Similarly, a few years ago I was approached in a local pub by a gentleman declaring that he used to bully me in school, which was quite true. I responded in the only appropriate way I could think of (“yes, I remember. I still don’t like you.”) and spent much of the remaining evening wondering at which point he had OK-ed that as an acceptable opener. This proves, as far as I’m willing to speculate, that the upper echelons of High School society are (were, and always will be) a mysterious race dissimilar to my own.

I think a lot of people want to change into someone else entirely after they finish school and, myself partially included, I think a lot of them do. Actually I think it’s difficult not to change when you do something significantly different during the course of your life, whether it be moving out of your parents’ house, going to Uni, travelling or (I suspect) starting a proper career and having children of your own.

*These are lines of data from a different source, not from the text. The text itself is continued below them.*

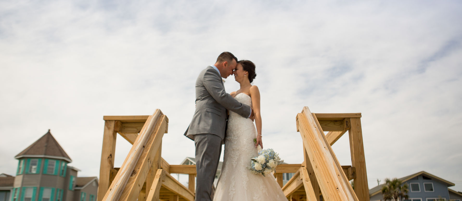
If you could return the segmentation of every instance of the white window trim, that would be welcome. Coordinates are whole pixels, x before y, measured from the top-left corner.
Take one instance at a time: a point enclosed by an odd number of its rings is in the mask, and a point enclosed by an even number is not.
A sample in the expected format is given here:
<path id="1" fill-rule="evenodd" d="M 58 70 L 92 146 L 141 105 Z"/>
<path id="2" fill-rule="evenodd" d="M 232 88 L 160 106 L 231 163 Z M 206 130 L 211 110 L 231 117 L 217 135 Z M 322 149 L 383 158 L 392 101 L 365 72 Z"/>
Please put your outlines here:
<path id="1" fill-rule="evenodd" d="M 427 190 L 427 189 L 425 189 L 425 184 L 426 183 L 431 183 L 432 184 L 432 188 L 433 189 L 433 190 L 431 191 L 429 191 L 429 190 Z M 435 186 L 433 186 L 433 183 L 432 183 L 432 182 L 424 182 L 424 191 L 425 191 L 425 192 L 435 192 Z M 434 198 L 429 198 L 429 199 L 434 199 Z"/>
<path id="2" fill-rule="evenodd" d="M 412 187 L 411 187 L 411 185 L 412 185 L 412 184 L 413 184 L 413 183 L 417 183 L 417 184 L 419 185 L 419 191 L 417 191 L 416 190 L 413 191 L 412 190 Z M 414 193 L 414 192 L 417 193 L 417 192 L 419 192 L 421 191 L 421 190 L 420 190 L 420 183 L 418 183 L 418 182 L 413 182 L 413 183 L 409 183 L 409 189 L 411 189 L 411 192 L 412 192 L 412 193 Z M 419 199 L 419 198 L 417 198 L 417 199 Z"/>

I think back to the person I was and the things I put up with during my school/college years and wonder why on earth that chick who looked a bit like me was such a pushover, why she let such insignificant things get in the way of what she wanted and why, seriously dude WHY, she spent so much time and energy on wanting to fit into cliques now less appealing than a dinner date with Roy Chubby Brown.

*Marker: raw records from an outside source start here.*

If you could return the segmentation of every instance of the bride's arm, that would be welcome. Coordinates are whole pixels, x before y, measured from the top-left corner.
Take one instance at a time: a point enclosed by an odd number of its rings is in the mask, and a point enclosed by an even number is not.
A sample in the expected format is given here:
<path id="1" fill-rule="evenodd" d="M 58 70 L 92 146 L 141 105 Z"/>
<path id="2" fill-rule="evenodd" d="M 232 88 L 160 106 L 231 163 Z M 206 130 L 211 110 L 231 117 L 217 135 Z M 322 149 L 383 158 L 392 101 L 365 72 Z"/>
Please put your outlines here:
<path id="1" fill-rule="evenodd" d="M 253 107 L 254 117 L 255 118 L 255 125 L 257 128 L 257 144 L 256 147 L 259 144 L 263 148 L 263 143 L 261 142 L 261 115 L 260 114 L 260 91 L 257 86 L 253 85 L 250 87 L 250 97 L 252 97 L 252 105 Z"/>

I think perhaps it’s this knowledge that I’ve changed which makes bumping into old faces so complicated; I’m shallow enough to want them to know I don’t care about what they think of me anymore, but self-aware enough to realise that wanting someone to know that you no longer think about what they think of you is beyond stupid and paradoxical. I suppose, if I’m being honest, I want to know that I’ve featured on the social radar of someone who made my life miserable, whilst passing over them without the tiniest blip. You can call me a dick about this all you like, I suspect that a lot of people feel the same way whether it be about school peers, old workmates, ex-partners or whoever else they harbour a grudge about. It’s not pretty, but it’s human.

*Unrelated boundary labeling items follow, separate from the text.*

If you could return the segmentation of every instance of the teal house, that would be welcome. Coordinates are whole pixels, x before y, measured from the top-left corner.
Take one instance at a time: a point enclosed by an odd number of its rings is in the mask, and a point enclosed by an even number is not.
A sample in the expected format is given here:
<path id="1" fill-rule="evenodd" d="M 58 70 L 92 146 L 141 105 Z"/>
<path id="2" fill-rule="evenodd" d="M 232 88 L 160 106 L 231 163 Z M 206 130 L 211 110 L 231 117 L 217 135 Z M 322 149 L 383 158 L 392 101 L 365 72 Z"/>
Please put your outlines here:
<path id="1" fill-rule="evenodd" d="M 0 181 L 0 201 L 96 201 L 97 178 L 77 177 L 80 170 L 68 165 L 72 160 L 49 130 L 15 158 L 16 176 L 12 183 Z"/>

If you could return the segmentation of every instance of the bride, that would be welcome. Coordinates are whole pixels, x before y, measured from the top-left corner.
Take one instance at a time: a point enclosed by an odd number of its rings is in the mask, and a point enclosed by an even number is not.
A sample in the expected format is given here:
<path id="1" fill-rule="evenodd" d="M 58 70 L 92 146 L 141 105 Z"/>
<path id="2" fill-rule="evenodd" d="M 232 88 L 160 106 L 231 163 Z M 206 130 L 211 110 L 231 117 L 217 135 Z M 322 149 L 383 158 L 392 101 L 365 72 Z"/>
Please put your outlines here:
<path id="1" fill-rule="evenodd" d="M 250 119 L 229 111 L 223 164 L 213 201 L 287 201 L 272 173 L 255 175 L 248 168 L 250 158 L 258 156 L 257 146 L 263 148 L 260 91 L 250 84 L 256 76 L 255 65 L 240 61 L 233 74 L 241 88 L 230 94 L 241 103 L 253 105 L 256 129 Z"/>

The oddest thing I’ve come across recently is when people I know fairly well don’t recognise me during an unexpected meeting. The first time this happened was with a regular from a pub I used to work at (the same pub, incidentally, that I am sitting in now whilst writing this), who, upon being told my name, spent the next few hours wildly yoyo-ing between hitting on and insulting me**. Secondly was my aforementioned High School drama teacher, who genuinely didn’t have a clue who I was until, again, I told her my name. After a nice chat (I hope, I’d had a fairly considerable amount of red wine by this point) I retreated, absolutely baffled as to how I’d apparently transformed so completely within a few years, and whether or not it was a good thing. As yet I’m no closer to an answer, but I am considering a career as Clouseau-esque master of disguise.

**Clearly unaware that the simple “you look nice, have you lost weight?” is still perfectly acceptable, he repeatedly (and I do mean repeatedly) went with “you used to be so…” before stumbling over an appropriate word, failing to find one, and settling for the decidedly inappropriate ‘cheeks puffed out, waddling fatty’ mime. For the record I was a UK size 14, which is hardly the Stay Pufft Marshmallow Man.

Drawing to a close this rambling, self-indulgent bundle of rubbish and neuroses is the fact that, in a year or so, I expect my Mum to leave this area behind. With no other family here and no friends who share a postcode, I imagine my visits will be few and far between if existent at all. No more trips to village pubs I’ve been drinking in since I was 18, no more ill-advised taxi rides to the town centre after the pub closes, and no more unexpected run-ins with the peers I once had. I thought perhaps I’d be sad to leave all of those memories behind but recently I’ve started to see it as liberating, like a weight off my shoulders. I no longer want to change who I am, change the way I look, how I act or who my friends are, and most importantly severing all ties with the place I grew up isn’t about turning over a new leaf. All I’d like is to start a new chapter with my safe haven close-by.